Nice, that web site you went to? I'm the lucky guy that maintains it
Those articles came from Jim Hand, the same Jim Hand who wrote this:
And yes, it really is that simple. An engine is nothing more than a big air pump. Make it capable of pumping more air, and you can make more power. All a "big" cam-shaft does is alter the rpm at which the "air pump" is working at its maximum efficiency, getting as much air into the cylinders as possible. Turbochargers and superchargers? All they do is force feed more air into the engine. The more air you can get in, the more fuel you can burn efficiently - and the more fuel you can burn efficiently, the more cylinder pressure you're going to get -- which in an engine translates into more torque. When you use a "big cam" to make the air pump more efficient at a higher rpm, all you're doing is taking advantage of the mathematical formula for horsepower. HP is a calculated value, and that formula is (torque x RPM) / 5250. So, if you have an engine that makes say 500 lb ft of peak torque at 3000 rpm, it's making 285.71 horsepower (at 3000 rpm). Put in a 'bigger' cam such that peak torque of 500 lb ft now occurs at 4500 rpm instead of 3000. Now through the magic of math, the engine is now making 428.57 horsepower! What changed? Peak cylinder pressure is the same, the engine still has a torque peak of 500 lb ft. All we did was move that peak to a higher rpm. Viola. That's all a cam change does - moves the torque peak around by changing the point where the engine is its most efficient.

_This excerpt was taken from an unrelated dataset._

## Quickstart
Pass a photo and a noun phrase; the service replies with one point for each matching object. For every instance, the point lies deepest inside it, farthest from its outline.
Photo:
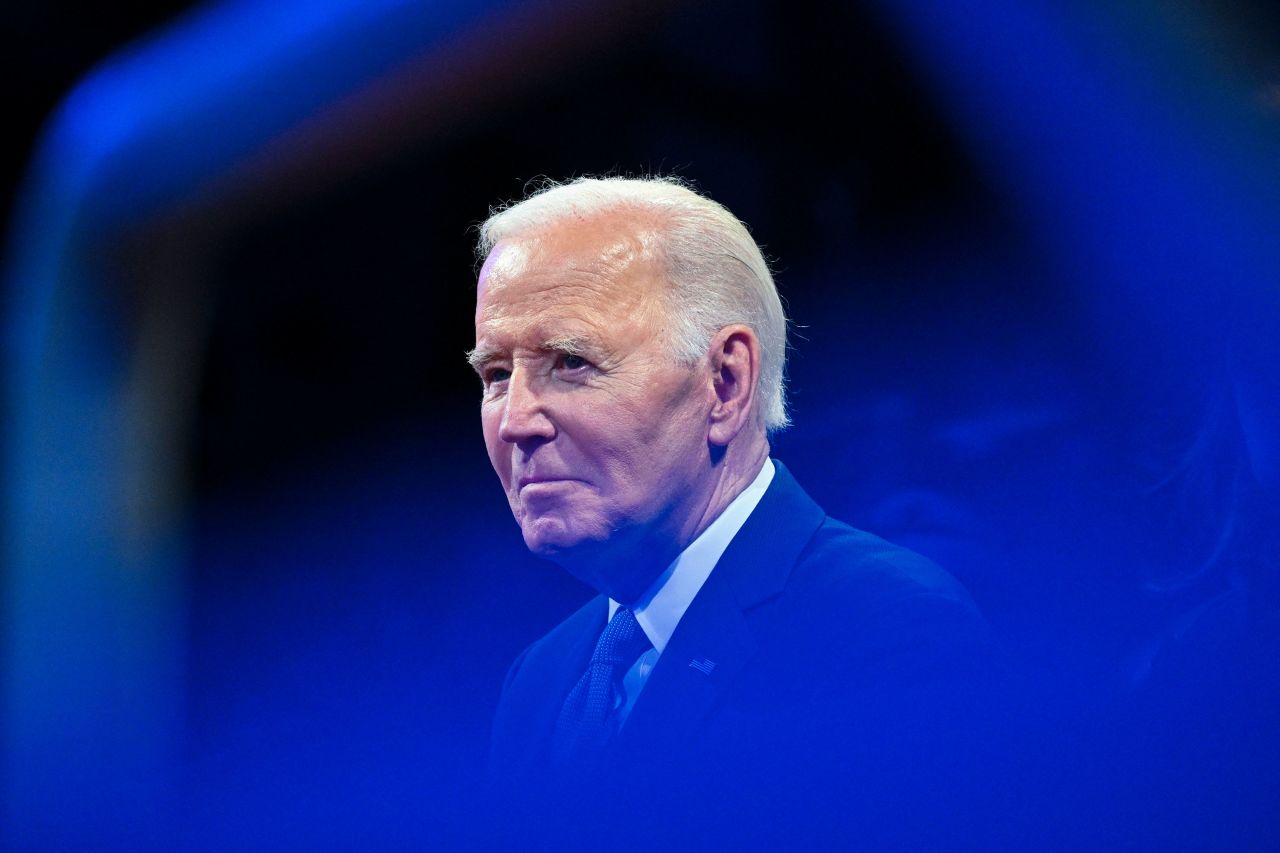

Go look at any dyno sheet. You will 100% of the time find that the torque and HP curves cross each other at exactly 5250 rpm. That's because of the formula, (torque X rpm) / 5250 = horsepower. When rpm is 5250, it 'cancels out' that 5250 constant in the denominator. At 5250 rpm, every engine's torque and HP numbers will be the same. Always.
Back to your specific question. I'd bet that you'd pick up some torque by getting rid of that 650 Holley and replacing it with a QJet. Why? 650 is borderline too small for a good running Pontiac 400. Even standard model QJets were capable of 750 cfm, and some like the 455-SD version were capable of 800. However, there definitely is such a thing as having a carb that is too big. In order for all of its systems to work properly, a carb depends on a certain minimum air flow velocity going through it. Put on a carb that's "too big" for the engine its on, and the engine won't be able to generate sufficient air flow to make the carb work right. Same with headers - there's such a thing as 'too big' there too. Remember that air (and exhaust gas) has some mass, and therefore has some inertia (Newton's laws of motion). Get your header primary tubes too big, and it's possible for the exhaust gas velocity to get so slow that it will actually stop, and reverse back into the engine the next time the exhaust valve opens. Not only does this take up space in the cylinder that could otherwise be used for fresh air and fuel, now the engine has to expend energy to push this stuff back out. That's energy that won't be going to the rear wheels. It's a balancing act. You want header tubes that will help keep flow velocity up so that when that exhaust valve opens, the spent gas that's already in the header primary tube is still moving outward and will actually help 'suck' things out of the cylinder (this is what is called 'scavenging'), but you don't want tubes SO small that they start causing back pressure - now the engine has to do work again to push stuff out, and we already know we don't want that.
If you really want to get into the details of air flow in an engine, a fellow by the name of David Vizard has some great books out on the subject. Some of them can get pretty 'deep' in places, but I found them fascinating.